Li Tianyuan exhibits a photograph with a strongly evocative pale sky, due to the absence of any other iconic element, in a total field with minimal chromatic variations. 

The Korean photographer Kim Tae-Jun is present with a large photograph more than four metres long, admirably taken in an old Korean restaurant.

With his video called “Utopian machine”, Zhou Xiaohu shows an interesting comparison between oriental and western culture with its miseries and tragedies using figures made of Plasticine.

The 56-min documentary film by Wu Wenguang entitled “Dance with farm workers” is particularly interesting. The artist uses workers from a textile plant to create a performance with a spectacular effect.

The stimulating video of the artist Liu Wei offers a political analysis of Chinese society, in which images from past and present including those of the events in Tienanmen Square follow each other in a kind of autobiographic dream.

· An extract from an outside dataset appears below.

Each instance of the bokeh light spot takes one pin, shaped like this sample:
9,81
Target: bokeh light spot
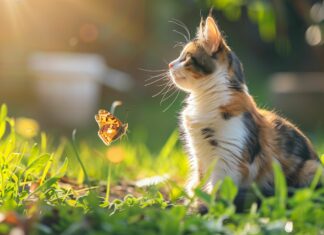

There is another video called “Aliens”, but this one is by Manubu Hasegawa from Japan. The work, which took four years to make, presents a frenetic succession of thousands of drawings of aliens.

When China in particular and the Orient in general open up to the world in a paradoxical combination of tradition and new experiences, artists show a creative energy filled with imagination that always rests, however, on a consolidated cultural awareness with respect to their past and to the significant transformations of the present. We have an admirable example in several works that will be shown in Casoria, and that will become part of the museum's permanent collection: First there are the Chinese painters Huxiang Dong, who presents us with a small oil painting with unusual light effects on the body of a woman covered with a transparent plastic dress; Zhang Donghong, who is also fascinated by the play of light, but in a very different pictorial context, where a tongue that blends into the blue background can just be seen; Ma Lin, with a painting that has a strong figurative energy, in which a spectacular symbolism triumphs; and finally, Xu Xianglin, with a soft pastel on vellum paper that depicts a scene with magic overtones against a transparent sky.

The work of the Taiwanese painter Ming Yi Chou is particularly significant for its comprehensive use of the distribution of space, in which he creates a composition with sixteen elements, significantly called “Felicitad”, which takes us into a forest of flowers.

Special mention should be made of the Japanese artists Mihoko Nakahara, who, in his study with a conceptual flavour, distributes small pebbles on the monochrome surface of his works that widen the perception of the surrounding space; Toshiro Yamaguchi, whose acrylic on canvas, entitled “Spring”, provides an example of a musical performance achieved through the rhythmic distribution of shapes on the painted surface; and Kazuyo Yamamoto, who, in his oil on canvas, has inserted an archipelago of rounded shapes on a green background.

Other types of works are those by the Japanese sculptress Yoshie Tonegawa, who carries out a study with refined matterism on basic geometric structures; by the Chinese sculptors, Xu Zhenglong, with a small resin sculpture called “Revival” that depicts a figure with an unusually marked characterisation, and Li Zijie, with a work in silver plastic portraying a sort of silver idol crowned with two hands joined in prayer, which – writes the author – are the symbol of God.